# Engine thermostat replacement



## Gzuz4132 (Jul 13, 2021)

Call the dealership that did the work previously. They may at least check at no charge.

This is also a common coolant temp sensor issue though and if it is, they'll charge you since it's not the same problem in this scenario


----------



## evilfix (Jan 13, 2017)

Gzuz4132 said:


> Call the dealership that did the work previously. They may at least check at no charge.
> 
> This is also a common coolant temp sensor issue though and if it is, they'll charge you since it's not the same problem in this scenario


Thanks for the info, I will do that.

When I got home from work today there was a bit of white smoke and in the attached image i circled where a hose had a constant drip. For a few minutes during the drive there was even white smoke being blown into the car out of the air vents. That only lasted for a few minutes though.


----------



## Johnny B (Jun 4, 2019)

Having that coolant leak is probably the issue. If the coolant isn't being pressurized as it warms up, it will never get above about 212F. And the computer is probably looking for the coolant temperature to reach about 220F (just a SWAG) at some point, and when it doesn't it throws the P0128 code. The thermostat is most likely working fine.

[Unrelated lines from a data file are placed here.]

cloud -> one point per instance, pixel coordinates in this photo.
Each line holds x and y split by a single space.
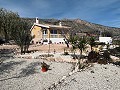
97 11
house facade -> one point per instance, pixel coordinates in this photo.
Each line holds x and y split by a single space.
45 33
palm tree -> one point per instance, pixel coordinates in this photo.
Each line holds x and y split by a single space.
91 42
82 42
73 41
21 35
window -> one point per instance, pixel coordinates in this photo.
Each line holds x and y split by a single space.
53 31
44 31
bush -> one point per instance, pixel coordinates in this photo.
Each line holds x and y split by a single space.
93 56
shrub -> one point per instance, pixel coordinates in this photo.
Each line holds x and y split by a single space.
93 56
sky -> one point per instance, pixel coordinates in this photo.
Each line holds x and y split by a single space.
104 12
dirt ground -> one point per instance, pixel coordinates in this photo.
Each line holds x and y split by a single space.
43 48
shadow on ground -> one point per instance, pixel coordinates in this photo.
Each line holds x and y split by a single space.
9 66
115 52
27 71
30 69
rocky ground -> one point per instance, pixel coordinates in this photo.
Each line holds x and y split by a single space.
26 74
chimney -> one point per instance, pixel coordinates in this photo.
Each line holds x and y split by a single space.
37 21
60 24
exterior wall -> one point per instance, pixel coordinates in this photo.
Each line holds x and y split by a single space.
106 40
37 31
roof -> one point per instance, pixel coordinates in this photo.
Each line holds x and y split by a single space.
50 26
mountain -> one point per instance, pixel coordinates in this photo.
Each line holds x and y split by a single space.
78 25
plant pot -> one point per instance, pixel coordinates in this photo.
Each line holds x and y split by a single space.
44 69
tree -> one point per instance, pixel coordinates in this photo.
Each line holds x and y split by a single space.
91 42
21 34
81 44
7 22
73 42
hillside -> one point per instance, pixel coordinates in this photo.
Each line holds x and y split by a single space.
80 26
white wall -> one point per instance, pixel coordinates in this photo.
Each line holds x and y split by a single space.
106 40
56 40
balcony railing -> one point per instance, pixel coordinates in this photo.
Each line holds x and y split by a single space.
53 36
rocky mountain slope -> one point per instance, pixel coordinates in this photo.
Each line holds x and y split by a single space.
79 25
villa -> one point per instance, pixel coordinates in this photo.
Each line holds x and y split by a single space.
45 33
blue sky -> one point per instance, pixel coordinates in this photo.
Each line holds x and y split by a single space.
104 12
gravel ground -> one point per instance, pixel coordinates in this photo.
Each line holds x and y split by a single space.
99 77
26 74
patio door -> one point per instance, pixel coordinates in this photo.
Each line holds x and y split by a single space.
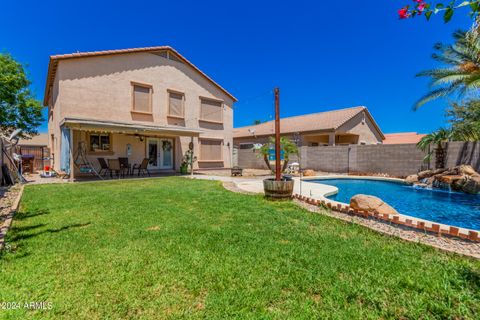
160 153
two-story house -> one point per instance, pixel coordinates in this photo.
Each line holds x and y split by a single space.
136 103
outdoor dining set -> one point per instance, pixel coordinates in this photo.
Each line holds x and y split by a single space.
121 167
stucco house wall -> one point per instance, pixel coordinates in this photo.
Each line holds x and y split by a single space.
100 88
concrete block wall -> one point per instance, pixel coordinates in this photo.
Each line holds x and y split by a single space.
463 153
395 160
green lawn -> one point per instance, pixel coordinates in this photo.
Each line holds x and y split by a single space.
173 247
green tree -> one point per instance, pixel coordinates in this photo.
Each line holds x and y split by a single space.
465 120
286 145
437 140
460 74
18 107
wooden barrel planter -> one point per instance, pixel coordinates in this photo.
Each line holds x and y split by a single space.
278 190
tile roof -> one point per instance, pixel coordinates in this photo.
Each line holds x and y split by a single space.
54 59
402 138
329 120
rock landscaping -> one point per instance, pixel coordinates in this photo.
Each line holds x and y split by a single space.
460 178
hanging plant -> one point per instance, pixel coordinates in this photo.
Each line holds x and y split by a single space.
167 146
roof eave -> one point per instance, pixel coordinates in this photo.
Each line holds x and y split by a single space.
55 58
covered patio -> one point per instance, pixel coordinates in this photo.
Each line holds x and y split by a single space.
119 149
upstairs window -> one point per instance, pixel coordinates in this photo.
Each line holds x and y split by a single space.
211 110
141 98
176 104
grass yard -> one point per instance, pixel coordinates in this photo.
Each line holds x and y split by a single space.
177 248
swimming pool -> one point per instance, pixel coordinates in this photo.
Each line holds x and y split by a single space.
452 208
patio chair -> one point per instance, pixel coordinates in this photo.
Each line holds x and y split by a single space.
103 166
125 165
114 166
142 167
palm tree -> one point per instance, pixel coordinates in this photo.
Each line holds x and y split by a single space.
461 73
287 146
437 139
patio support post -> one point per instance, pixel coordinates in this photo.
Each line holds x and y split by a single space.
191 158
72 168
278 172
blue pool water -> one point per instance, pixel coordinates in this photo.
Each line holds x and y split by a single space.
456 209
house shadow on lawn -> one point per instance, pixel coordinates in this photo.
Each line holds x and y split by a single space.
24 234
17 235
30 214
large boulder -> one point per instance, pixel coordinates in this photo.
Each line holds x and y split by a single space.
364 202
449 179
466 170
309 173
411 179
472 185
425 174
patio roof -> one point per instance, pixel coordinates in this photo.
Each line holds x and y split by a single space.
128 127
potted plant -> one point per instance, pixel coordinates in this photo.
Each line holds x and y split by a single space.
283 188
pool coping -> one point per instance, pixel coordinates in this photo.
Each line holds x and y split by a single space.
400 219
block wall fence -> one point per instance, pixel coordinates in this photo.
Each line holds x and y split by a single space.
395 160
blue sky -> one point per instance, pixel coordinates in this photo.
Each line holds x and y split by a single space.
322 54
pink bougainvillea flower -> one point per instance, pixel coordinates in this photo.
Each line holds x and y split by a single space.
403 13
421 7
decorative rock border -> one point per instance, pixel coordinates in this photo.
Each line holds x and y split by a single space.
9 217
400 220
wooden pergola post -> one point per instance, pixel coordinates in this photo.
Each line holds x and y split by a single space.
72 163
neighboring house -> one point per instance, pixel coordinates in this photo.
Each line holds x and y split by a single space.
40 140
337 127
403 138
136 103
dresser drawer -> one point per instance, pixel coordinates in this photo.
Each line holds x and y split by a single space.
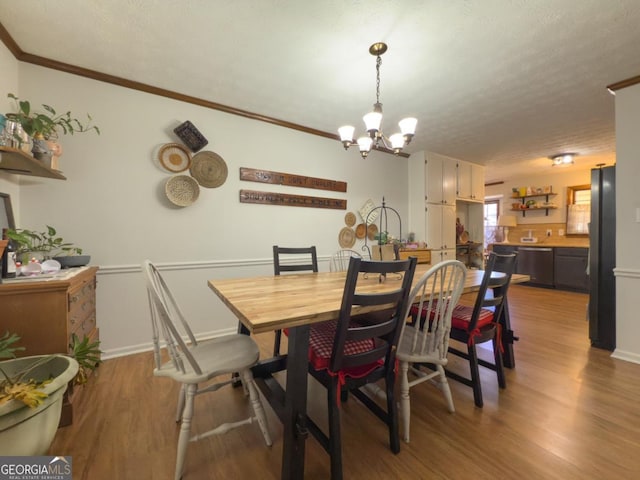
423 255
82 304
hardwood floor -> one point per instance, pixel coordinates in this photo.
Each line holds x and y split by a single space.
569 412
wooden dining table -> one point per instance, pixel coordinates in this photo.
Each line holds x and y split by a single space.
295 302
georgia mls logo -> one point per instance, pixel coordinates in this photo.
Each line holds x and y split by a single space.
35 468
59 466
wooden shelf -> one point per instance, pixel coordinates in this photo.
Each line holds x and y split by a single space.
523 198
16 161
518 197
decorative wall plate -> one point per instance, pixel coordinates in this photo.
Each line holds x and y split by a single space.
209 169
191 136
347 237
174 157
365 212
182 190
350 219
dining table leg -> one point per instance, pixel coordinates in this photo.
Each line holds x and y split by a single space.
295 405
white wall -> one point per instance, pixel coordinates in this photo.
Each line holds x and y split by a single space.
8 84
627 227
113 203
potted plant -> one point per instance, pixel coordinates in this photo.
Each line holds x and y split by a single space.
45 245
45 127
31 392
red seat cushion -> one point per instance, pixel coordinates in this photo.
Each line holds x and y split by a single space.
321 338
462 316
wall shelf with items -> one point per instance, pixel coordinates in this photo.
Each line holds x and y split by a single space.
16 161
523 206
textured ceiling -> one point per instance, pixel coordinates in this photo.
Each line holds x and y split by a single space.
504 83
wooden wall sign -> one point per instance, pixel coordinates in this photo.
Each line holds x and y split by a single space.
271 198
290 180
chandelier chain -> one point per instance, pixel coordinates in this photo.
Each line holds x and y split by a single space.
378 63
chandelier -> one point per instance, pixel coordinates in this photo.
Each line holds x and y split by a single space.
372 120
562 160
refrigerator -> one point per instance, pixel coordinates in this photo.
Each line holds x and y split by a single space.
602 259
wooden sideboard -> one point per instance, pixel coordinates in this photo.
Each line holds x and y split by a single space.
45 313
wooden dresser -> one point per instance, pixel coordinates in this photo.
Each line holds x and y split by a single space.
45 313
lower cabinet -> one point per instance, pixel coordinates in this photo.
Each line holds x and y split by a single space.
564 268
571 269
45 315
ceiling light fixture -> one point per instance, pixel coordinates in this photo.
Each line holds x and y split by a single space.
562 160
373 120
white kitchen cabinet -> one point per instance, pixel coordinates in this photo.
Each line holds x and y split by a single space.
469 182
440 179
441 227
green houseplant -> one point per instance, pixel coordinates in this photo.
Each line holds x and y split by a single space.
46 126
46 244
31 393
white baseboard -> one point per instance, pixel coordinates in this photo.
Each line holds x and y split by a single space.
147 347
626 356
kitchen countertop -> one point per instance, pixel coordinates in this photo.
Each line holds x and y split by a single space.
567 243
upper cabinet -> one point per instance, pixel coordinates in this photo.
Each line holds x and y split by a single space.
469 182
440 179
16 161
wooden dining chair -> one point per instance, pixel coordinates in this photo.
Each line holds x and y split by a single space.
339 261
292 259
423 347
479 323
194 364
357 349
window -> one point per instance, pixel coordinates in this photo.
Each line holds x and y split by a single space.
578 209
491 213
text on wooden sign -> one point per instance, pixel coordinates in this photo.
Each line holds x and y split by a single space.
271 198
290 180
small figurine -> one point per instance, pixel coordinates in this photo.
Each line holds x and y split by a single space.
459 230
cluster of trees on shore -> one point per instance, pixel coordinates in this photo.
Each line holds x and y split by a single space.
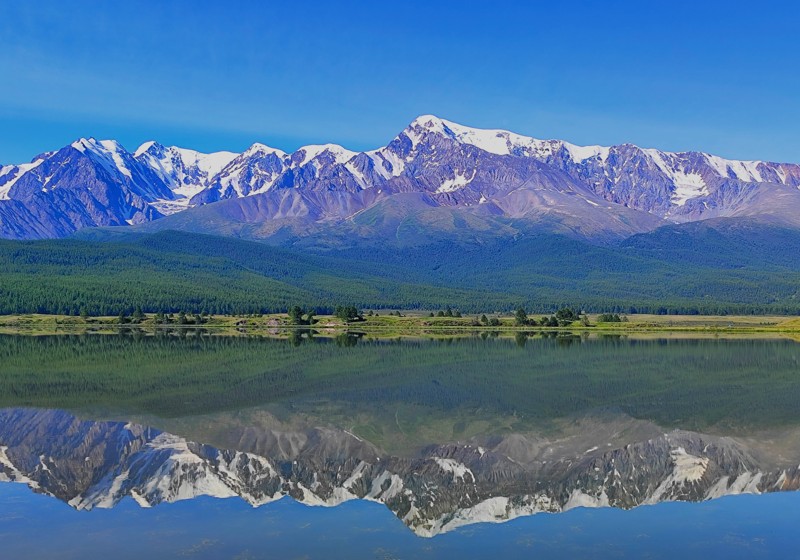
301 316
564 317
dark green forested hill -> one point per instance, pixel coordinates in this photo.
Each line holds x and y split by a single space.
691 271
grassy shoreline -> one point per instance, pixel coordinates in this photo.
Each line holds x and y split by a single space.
410 323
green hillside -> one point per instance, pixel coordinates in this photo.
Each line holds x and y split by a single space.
172 271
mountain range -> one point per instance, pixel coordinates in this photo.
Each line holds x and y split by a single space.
436 179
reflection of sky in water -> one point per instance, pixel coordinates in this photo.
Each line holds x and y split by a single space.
35 526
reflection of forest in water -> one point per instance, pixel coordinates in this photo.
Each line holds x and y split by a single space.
687 383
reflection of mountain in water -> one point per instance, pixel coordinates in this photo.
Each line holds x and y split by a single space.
96 464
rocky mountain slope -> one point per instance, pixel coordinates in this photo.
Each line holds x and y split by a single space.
434 176
96 464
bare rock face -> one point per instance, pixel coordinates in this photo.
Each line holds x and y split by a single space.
96 464
490 181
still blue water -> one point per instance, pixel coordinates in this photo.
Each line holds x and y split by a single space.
35 526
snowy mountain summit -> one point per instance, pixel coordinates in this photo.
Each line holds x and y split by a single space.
434 171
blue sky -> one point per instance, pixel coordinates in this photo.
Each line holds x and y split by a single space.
714 76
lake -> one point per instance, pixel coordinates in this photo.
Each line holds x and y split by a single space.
547 445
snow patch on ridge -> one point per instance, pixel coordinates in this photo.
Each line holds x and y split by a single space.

Having a long term leaking coolant system on your car is a great way to kill it, keep the overflow tank filled and fix the leak ASAP.

Also, your valve cover is leaking like a sieve, not replacing it WILL cause engine issues.


----------



## CRUISE-CRUZE (Nov 8, 2010)

If you wan to try, do "my fix"  and you'll never have issues with the thermostat. I did or help others to do this swap for around 30 cars. The issue seems to be that the thermostat I used as replacement is hard to find:

1.4 ECO - Thermostat Swap - 221°F to 176°F! | Chevrolet Cruze Forums (cruzetalk.com)


----------



## evilfix (Jan 13, 2017)

Johnny B said:


> Having that coolant leak is probably the issue. If the coolant isn't being pressurized as it warms up, it will never get above about 212F. And the computer is probably looking for the coolant temperature to reach about 220F (just a SWAG) at some point, and when it doesn't it throws the P0128 code. The thermostat is most likely working fine.
> 
> Having a long term leaking coolant system on your car is a great way to kill it, keep the overflow tank filled and fix the leak ASAP.
> 
> Also, your valve cover is leaking like a sieve, not replacing it WILL cause engine issues.


Great info. Thanks!


----------